Sabtu 26 Aug 2017 18:58 WIB

Menanti Negara Mewujudkan Perpres Antiperundungan Anak

Sejumlah warga dari komunitas Sudah Dong membawa poster-poster ajakan tidak melakukan bullying saat Hari Bebas Kendaraan Bermotor (HBKB) di Kawasan Bundaran HI, Jakarta, Ahad (23/7).
Foto: Republika/Prayogi
Sejumlah warga dari komunitas Sudah Dong membawa poster-poster ajakan tidak melakukan bullying saat Hari Bebas Kendaraan Bermotor (HBKB) di Kawasan Bundaran HI, Jakarta, Ahad (23/7).

Oleh: Indira Rezkisari

Redaktur Republika.co.id

Perilaku bullying masih menjadi area abu-abu di sekolah. Beberapa pihak belum menganggap perilaku bullying atau menindas orang lain itu sebagai hal serius.

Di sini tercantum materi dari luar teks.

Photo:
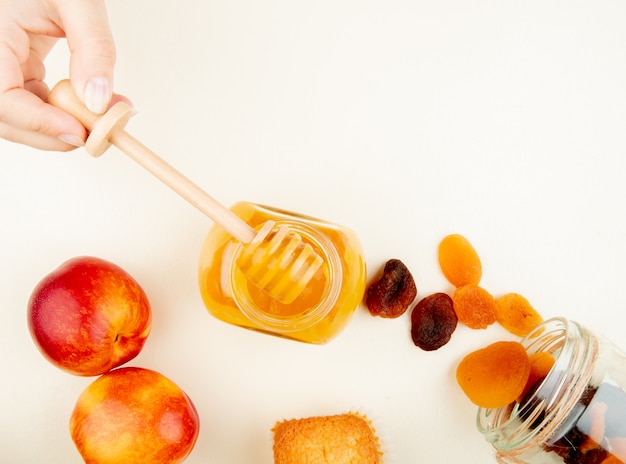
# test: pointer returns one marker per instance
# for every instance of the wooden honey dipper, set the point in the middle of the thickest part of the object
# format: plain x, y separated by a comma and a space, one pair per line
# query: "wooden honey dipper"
274, 258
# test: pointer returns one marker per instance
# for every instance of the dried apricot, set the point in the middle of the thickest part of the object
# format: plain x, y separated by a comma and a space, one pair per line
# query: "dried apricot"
459, 261
516, 314
494, 376
474, 306
392, 294
433, 321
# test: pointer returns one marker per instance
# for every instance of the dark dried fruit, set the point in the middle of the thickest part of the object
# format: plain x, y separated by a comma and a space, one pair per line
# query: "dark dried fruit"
433, 321
393, 293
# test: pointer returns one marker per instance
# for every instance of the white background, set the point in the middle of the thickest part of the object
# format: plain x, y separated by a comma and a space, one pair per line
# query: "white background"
407, 120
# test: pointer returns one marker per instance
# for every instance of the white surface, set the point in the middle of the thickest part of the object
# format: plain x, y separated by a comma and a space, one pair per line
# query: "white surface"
404, 120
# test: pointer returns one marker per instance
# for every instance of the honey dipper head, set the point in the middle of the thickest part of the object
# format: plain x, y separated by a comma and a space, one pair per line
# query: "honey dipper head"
279, 261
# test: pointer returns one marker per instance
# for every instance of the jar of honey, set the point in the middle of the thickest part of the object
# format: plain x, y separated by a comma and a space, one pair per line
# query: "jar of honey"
323, 308
576, 414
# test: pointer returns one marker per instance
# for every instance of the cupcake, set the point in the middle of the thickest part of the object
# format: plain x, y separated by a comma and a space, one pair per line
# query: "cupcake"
340, 439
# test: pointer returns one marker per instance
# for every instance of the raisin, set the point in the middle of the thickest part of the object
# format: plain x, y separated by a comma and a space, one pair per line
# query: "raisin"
393, 293
494, 376
459, 261
474, 306
433, 321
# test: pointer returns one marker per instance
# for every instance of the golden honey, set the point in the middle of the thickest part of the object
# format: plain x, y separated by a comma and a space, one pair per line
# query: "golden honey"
319, 312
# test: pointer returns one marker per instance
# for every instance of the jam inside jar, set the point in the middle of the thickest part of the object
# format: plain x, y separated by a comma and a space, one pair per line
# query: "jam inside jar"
323, 308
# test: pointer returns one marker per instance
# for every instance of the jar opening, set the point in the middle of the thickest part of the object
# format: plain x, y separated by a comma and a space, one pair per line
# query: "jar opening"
308, 309
551, 406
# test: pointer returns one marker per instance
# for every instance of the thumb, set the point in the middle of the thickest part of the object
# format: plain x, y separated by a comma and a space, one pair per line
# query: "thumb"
92, 51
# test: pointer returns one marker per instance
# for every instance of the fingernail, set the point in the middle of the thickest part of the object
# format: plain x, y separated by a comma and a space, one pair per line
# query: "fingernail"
72, 139
97, 94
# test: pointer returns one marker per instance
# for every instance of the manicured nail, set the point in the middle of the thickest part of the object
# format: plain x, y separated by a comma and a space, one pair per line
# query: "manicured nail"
72, 139
97, 94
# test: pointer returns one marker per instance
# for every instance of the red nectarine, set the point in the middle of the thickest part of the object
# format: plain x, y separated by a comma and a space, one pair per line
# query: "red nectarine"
89, 316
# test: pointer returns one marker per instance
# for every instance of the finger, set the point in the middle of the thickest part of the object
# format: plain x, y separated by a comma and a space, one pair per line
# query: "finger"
33, 139
25, 111
92, 51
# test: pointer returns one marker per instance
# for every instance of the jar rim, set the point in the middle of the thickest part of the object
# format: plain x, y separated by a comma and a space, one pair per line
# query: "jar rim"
515, 427
309, 316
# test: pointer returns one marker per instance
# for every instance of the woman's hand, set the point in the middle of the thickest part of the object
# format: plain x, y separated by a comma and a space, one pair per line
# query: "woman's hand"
28, 31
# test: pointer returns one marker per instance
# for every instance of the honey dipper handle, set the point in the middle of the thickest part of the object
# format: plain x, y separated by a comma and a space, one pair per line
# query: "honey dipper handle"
109, 129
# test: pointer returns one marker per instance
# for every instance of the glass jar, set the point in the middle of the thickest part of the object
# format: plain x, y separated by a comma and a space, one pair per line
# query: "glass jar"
576, 414
319, 313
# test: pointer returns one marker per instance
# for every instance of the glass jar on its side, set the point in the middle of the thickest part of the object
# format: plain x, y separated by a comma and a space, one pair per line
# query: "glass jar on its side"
574, 415
324, 307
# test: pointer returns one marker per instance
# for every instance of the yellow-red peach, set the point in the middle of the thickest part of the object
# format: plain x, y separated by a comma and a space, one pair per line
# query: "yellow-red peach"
134, 415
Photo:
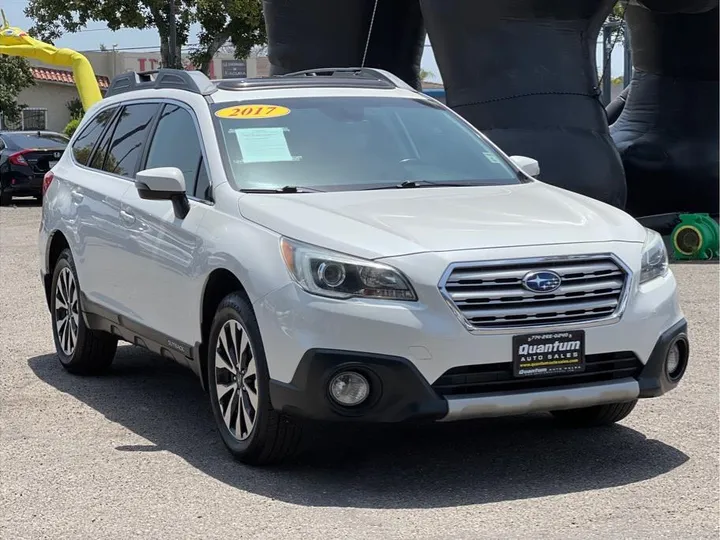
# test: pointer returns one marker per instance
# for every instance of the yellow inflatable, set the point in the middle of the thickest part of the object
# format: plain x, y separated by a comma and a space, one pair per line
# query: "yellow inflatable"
17, 42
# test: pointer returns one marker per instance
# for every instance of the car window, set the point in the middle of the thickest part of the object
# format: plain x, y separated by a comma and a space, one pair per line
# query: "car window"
343, 143
103, 146
128, 139
85, 142
176, 143
32, 140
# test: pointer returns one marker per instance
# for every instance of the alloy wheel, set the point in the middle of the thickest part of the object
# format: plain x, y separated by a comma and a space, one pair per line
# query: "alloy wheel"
236, 379
67, 312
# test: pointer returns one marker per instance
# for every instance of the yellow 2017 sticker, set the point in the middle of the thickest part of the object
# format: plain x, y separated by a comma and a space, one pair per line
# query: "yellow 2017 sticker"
246, 112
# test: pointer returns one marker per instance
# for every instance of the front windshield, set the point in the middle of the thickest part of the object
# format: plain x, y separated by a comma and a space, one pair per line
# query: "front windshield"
350, 143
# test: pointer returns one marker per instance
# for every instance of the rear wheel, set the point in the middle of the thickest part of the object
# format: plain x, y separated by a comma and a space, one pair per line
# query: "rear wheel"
599, 415
238, 383
81, 350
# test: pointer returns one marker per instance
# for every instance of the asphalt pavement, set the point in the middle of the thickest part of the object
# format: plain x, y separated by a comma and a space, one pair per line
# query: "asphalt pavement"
135, 454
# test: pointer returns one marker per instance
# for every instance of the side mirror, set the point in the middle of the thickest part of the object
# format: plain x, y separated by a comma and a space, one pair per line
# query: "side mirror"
529, 166
164, 184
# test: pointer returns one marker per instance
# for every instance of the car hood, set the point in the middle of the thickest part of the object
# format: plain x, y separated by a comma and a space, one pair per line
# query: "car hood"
386, 223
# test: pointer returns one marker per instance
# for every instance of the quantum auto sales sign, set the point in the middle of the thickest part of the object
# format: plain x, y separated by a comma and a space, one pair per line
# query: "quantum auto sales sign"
554, 353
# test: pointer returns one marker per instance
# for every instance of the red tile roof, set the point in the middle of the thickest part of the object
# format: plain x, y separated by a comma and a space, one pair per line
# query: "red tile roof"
62, 76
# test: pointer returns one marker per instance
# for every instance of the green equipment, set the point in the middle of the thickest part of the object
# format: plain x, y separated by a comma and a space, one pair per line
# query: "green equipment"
696, 237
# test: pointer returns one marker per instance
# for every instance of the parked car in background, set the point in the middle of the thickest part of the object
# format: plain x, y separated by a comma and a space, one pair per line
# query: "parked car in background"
25, 157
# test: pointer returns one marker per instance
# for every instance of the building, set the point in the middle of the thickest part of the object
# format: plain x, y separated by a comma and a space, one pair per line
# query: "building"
48, 102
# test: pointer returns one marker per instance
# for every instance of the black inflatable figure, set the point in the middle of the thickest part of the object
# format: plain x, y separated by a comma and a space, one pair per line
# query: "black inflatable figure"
524, 72
667, 132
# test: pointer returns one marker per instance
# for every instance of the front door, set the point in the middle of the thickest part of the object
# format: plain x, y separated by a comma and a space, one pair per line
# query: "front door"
163, 280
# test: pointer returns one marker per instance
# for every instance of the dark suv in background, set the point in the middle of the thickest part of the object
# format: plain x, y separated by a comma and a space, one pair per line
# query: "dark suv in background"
25, 157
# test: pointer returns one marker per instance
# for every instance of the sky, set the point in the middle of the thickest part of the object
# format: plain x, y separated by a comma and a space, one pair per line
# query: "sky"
95, 34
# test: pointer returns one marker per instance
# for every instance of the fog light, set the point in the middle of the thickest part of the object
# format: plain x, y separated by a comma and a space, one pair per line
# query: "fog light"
675, 360
349, 388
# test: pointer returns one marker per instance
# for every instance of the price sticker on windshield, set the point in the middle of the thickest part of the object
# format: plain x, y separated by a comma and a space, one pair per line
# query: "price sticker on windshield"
246, 112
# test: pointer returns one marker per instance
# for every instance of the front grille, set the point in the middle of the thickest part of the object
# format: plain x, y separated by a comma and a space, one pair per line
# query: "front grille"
486, 378
492, 295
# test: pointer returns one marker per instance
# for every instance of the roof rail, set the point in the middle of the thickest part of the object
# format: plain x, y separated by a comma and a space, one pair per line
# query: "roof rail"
192, 81
353, 72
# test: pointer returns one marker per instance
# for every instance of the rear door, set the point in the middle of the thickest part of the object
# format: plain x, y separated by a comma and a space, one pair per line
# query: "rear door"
162, 277
106, 171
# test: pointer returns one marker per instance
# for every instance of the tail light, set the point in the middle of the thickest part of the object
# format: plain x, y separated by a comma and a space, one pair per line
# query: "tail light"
47, 180
18, 158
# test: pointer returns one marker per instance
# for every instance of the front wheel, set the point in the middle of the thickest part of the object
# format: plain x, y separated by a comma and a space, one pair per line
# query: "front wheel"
80, 349
238, 383
599, 415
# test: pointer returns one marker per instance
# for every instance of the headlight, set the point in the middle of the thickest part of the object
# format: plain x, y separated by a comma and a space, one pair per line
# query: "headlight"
654, 257
328, 273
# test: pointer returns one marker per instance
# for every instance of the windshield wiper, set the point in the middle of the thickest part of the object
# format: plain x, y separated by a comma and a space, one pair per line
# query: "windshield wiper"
421, 183
284, 189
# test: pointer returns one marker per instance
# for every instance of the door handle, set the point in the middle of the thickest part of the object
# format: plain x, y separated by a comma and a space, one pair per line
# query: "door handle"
127, 217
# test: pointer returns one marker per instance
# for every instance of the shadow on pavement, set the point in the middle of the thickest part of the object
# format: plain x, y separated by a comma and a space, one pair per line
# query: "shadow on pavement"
372, 467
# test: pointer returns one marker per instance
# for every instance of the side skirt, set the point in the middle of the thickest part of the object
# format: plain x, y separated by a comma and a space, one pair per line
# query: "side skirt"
102, 319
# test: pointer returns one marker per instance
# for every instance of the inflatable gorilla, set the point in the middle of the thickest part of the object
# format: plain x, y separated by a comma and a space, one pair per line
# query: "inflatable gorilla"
524, 72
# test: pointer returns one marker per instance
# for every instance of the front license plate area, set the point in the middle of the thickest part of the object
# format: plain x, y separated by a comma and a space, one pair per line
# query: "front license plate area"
549, 354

Padahal, dari 2011 hingga agustus 2014, Komisi Perlindungan Anak Indonesia (KPAI) mencatat 369 pengaduan terkait masalah tersebut. Jumlah itu sekitar 25 persen dari total pengaduan di bidang pendidikan sebanyak 1.480 kasus. Bullying yang disebut KPAI sebagai bentuk kekerasan di sekolah, mengalahkan tawuran pelajar, diskriminasi pendidikan, ataupun aduan pungutan liar.

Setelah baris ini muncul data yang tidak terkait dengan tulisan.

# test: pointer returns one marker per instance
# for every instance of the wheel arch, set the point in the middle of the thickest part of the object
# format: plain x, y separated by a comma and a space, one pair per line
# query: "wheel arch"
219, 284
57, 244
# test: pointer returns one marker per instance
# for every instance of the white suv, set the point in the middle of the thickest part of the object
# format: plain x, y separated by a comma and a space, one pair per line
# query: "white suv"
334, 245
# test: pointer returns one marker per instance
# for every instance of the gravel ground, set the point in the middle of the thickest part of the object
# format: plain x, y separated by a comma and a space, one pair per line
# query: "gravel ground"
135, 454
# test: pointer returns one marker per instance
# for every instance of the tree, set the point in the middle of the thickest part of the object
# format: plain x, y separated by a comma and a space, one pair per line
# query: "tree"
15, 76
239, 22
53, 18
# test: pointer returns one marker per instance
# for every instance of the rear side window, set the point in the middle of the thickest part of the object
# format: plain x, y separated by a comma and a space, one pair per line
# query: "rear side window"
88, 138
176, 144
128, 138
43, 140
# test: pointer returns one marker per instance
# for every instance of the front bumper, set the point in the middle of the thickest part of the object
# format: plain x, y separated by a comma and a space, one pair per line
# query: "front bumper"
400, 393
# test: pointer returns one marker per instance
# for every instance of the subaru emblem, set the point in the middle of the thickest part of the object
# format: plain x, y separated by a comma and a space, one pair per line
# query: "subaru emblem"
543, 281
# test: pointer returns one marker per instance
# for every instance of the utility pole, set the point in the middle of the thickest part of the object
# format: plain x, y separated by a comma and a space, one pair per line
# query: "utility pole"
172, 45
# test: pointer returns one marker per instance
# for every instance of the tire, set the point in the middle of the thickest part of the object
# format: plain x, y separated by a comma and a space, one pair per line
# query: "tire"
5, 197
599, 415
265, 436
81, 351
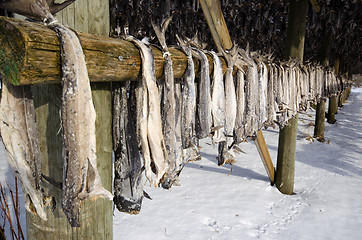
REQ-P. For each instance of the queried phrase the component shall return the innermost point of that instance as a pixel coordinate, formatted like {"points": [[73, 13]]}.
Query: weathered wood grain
{"points": [[30, 54]]}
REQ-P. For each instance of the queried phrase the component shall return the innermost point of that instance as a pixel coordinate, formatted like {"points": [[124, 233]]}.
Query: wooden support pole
{"points": [[264, 154], [284, 178], [221, 36], [30, 54], [320, 120], [95, 215]]}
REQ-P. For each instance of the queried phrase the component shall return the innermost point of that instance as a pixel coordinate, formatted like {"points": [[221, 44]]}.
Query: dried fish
{"points": [[204, 117], [218, 101], [189, 140], [230, 95], [188, 99], [230, 107], [128, 186], [240, 103], [168, 103], [151, 128], [19, 135], [81, 179]]}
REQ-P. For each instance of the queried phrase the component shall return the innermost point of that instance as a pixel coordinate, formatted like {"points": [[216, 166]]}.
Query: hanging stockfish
{"points": [[298, 79], [19, 134], [178, 124], [312, 82], [283, 104], [150, 126], [128, 185], [240, 102], [263, 84], [251, 94], [189, 140], [218, 106], [218, 101], [292, 91], [204, 117], [271, 117], [81, 179], [168, 106], [230, 107], [17, 126]]}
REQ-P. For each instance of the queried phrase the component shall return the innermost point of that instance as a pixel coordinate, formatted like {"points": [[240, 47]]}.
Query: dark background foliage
{"points": [[261, 24]]}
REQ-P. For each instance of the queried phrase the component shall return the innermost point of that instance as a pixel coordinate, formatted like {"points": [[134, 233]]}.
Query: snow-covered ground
{"points": [[216, 203]]}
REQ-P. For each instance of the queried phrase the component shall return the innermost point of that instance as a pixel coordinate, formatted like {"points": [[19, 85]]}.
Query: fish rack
{"points": [[30, 56]]}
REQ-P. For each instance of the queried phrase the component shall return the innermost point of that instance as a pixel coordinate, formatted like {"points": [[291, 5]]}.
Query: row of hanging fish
{"points": [[18, 128], [262, 24], [174, 114]]}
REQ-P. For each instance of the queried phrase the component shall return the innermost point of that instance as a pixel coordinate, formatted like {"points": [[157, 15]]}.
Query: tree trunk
{"points": [[95, 215], [288, 135]]}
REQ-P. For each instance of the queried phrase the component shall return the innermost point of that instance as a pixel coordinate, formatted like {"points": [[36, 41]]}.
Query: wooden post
{"points": [[221, 36], [95, 215], [288, 135]]}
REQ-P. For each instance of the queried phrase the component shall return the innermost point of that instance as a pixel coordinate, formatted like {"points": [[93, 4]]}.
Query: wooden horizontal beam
{"points": [[30, 54]]}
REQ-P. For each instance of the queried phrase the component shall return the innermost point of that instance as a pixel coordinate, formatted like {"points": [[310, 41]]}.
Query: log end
{"points": [[12, 51]]}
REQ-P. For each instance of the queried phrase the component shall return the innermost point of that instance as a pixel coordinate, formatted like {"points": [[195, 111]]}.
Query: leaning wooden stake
{"points": [[220, 34], [288, 135], [96, 215]]}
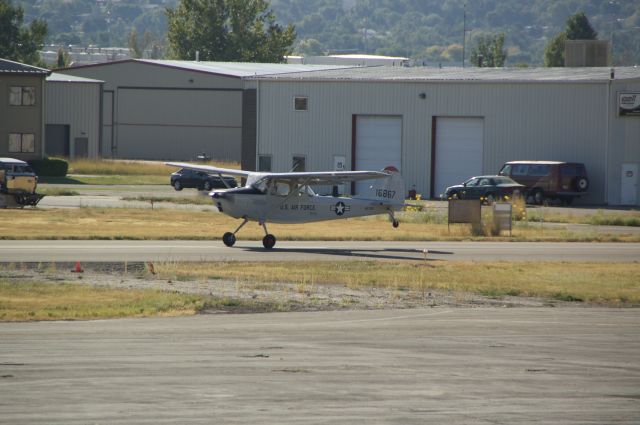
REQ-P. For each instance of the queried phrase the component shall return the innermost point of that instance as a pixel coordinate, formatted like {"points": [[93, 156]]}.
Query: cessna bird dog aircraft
{"points": [[288, 197]]}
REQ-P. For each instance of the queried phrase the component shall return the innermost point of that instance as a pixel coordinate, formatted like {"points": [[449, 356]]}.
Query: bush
{"points": [[50, 167]]}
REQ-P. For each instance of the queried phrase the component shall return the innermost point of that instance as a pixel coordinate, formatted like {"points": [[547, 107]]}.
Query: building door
{"points": [[378, 141], [629, 185], [81, 145], [458, 151], [57, 140]]}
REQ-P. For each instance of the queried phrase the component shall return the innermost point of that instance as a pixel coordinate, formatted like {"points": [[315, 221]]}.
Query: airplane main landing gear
{"points": [[269, 240], [230, 238]]}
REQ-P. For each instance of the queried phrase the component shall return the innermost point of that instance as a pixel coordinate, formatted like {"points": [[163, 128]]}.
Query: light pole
{"points": [[464, 30]]}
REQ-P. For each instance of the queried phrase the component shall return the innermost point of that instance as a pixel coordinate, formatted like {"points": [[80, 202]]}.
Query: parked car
{"points": [[543, 180], [18, 184], [486, 188], [17, 176], [200, 180]]}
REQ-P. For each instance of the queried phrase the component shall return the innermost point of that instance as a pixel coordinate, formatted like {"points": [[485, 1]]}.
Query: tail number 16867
{"points": [[385, 193]]}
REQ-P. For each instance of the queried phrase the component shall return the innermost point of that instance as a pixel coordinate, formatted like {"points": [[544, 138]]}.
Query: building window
{"points": [[264, 163], [298, 164], [22, 96], [300, 103], [22, 143]]}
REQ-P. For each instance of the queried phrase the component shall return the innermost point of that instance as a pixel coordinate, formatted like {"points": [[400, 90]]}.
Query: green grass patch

Dari tahun ke tahun, publik pun seakan tak berhenti dikejutkan dengan aksi bullying. Yang teranyar dan menghebohkan Indonesia terjadi beberapa bulan lalu ketika seorang mahasiswa berkebutuhan khusus menjadi korban bullying teman sekampusnya. Hingga video sejumlah anak SMP menarik dan menjambak temannya sampai memaksa korban mencium kaki pelaku di sebuah pusat perbelanjaan yang sepi di Jakarta.

Upaya untuk menghindari bullying juga tidak selalu mudah. Pola didik anak di Indonesia yang masih mengedepankan pentingnya pencapaian akademik membuat anak dibesarkan dengan terfokus pada pencapaian di bidang itu. Psikolog keluarga, Kassandra Putranto, mengatakan fenomena ini merupakan dampak dari terabaikannya prinsip inklusi dan indiskriminasi dalam sistem pendidikan Indonesia. Sistem pendidikan yang terlalu berorientasi akademik dan fokus pada kecerdasan intelektual kerap mengabaikan kecerdasan sosial dan emosional.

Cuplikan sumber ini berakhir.